August 2nd, 2017: Users of the popular live streaming app, MOMO, reported they were no longer able to broadcast live video streams while outside of China. Overseas-based live streamers were able initiate live stream sessions but all outgoing audio and video was blocked. However, somewhat ironically, when users used a VPN (virtual private network) app to tunnel internet connections into China, the live stream broadcast ability was restored, indicating an IP-level blockage of foreign-based streamers. Tunneling with a VPN app to a Hong Kong based server however was not able to unblock outgoing live streams. VPN apps are typically used by netizens in China to tunnel internet connections out of China to access censored websites and apps such as Facebook and Google.

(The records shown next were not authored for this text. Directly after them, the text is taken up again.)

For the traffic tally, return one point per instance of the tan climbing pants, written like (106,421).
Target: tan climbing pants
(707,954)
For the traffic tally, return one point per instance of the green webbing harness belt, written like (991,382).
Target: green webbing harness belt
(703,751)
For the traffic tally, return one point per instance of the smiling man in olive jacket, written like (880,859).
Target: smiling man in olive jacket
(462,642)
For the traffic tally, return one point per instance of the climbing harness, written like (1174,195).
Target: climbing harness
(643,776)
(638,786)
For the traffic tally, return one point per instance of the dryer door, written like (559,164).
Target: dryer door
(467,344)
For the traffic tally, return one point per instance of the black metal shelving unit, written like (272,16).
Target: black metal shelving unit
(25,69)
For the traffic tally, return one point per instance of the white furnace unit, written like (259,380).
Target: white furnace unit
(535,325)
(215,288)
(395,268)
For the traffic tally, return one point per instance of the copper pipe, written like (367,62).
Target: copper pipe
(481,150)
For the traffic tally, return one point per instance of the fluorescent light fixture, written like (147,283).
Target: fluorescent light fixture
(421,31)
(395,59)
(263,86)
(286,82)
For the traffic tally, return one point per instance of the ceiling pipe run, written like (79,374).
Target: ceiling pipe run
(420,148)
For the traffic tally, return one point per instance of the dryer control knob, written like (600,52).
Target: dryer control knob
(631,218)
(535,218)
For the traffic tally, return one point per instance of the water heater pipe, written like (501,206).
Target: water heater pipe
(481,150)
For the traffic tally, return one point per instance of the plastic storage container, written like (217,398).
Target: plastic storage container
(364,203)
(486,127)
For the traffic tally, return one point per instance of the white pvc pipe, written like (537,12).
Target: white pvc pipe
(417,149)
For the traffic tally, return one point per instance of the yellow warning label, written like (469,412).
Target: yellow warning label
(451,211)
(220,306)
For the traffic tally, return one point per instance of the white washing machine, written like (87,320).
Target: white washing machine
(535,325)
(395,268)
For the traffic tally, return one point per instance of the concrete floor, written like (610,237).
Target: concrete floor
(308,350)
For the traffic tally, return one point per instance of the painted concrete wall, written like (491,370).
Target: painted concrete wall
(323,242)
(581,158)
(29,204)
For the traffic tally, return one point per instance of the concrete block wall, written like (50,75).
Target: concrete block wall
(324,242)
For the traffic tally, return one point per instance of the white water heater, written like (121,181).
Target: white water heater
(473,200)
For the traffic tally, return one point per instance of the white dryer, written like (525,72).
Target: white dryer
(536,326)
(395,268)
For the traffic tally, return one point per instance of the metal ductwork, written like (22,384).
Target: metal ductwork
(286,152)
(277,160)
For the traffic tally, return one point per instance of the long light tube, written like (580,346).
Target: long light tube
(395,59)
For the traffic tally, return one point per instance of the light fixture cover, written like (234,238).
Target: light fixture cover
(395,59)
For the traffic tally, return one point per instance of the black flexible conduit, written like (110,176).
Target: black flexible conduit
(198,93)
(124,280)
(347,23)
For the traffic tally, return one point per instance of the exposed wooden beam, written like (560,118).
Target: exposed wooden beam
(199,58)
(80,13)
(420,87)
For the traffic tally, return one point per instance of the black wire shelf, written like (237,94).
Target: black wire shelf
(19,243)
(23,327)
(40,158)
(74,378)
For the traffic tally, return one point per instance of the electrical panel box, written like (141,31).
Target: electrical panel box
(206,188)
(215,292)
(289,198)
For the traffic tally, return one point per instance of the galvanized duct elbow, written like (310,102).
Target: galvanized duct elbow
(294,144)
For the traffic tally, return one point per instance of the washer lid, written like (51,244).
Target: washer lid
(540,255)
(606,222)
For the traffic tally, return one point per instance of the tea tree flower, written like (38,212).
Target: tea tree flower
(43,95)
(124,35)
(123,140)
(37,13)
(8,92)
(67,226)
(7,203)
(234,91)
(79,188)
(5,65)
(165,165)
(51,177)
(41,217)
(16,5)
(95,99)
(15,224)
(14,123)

The move to block live streamers comes at a time as China seeks to control the flow of information on the internet in accordance with new cyber security laws that went into effect on June 1st of this year. Live streaming audio and video was subsequently banned on three social media platforms: Weibo, ifeng, and ACFUN. Recently, Apple was made to comply with cyber security regulations by removing VPN apps from the Chinese App store. Live streaming is already highly regulated in China, as live streamers on MOMO are required to register with their national IDs. This new restriction on live streamers is expected to negatively affect overseas users that use the app to generate income through the app’s virtual gift giving business model.

MOMO is one of many popular live streaming apps in China. The company, which went public in 2014, posted $553.1 million in revenue in 2016, 80 percent of which was generated through its live streaming service.